Our research program advances four strands. First, we develop a typology that links data classes to concrete use cases: environmental sensor networks for exposure assessment; mobility traces for contact patterns and service reach; pharmacy and retail transactions for demand-side syndromic signals; 311 and digital service logs for place-based anomalies. Second, we specify validity, bias, and drift tests for each class and design privacy-preserving fusion pipelines that reconcile heterogeneous sampling frames while protecting individuals and neighborhoods. Third, we create decision models that resolve risk at fine spatial and temporal scales, with an explicit goal of neighborhood and, where feasible, street-level situational awareness suitable for targeted intervention. Fourth, we codify governance patterns: data contracts, purpose limitation, auditable access, and fit-for-purpose consent, that make cross-sector use of these data operational for resource-constrained agencies. These strands translate the broad recommendations in the series into deployable practice.

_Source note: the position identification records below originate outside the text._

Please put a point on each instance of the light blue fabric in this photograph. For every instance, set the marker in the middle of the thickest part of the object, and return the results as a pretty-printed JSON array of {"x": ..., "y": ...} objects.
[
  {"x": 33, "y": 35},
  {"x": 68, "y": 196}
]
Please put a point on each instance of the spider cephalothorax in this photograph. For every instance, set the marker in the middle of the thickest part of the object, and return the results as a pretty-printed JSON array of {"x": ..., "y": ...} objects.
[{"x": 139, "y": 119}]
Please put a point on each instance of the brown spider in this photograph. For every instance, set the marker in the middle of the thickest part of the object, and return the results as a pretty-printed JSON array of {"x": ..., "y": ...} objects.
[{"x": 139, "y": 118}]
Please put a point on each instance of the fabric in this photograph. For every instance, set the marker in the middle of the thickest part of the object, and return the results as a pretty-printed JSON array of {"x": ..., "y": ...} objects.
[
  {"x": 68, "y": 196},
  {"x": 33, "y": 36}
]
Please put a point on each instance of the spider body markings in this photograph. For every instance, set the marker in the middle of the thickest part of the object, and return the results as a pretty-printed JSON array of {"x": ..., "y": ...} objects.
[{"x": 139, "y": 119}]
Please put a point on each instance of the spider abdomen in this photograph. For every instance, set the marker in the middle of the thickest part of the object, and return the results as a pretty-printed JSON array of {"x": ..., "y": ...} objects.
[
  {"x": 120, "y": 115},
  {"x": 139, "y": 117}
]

Evaluation is integral. We measure contribution to decision quality rather than model accuracy alone, using counterfactual and quasi-experimental designs that trace how alerts, forecasts, or risk maps change actions and outcomes. Metrics include lead time gained over official surveillance, precision of hotspot localization, robustness across neighborhood demographics, and downstream effects on service deployment and health burden. The output is a tested playbook and open methods that cities can reproduce within the Community Data Health Initiative ecosystem, creating a durable pathway from heterogeneous signals to decision-grade public health intelligence.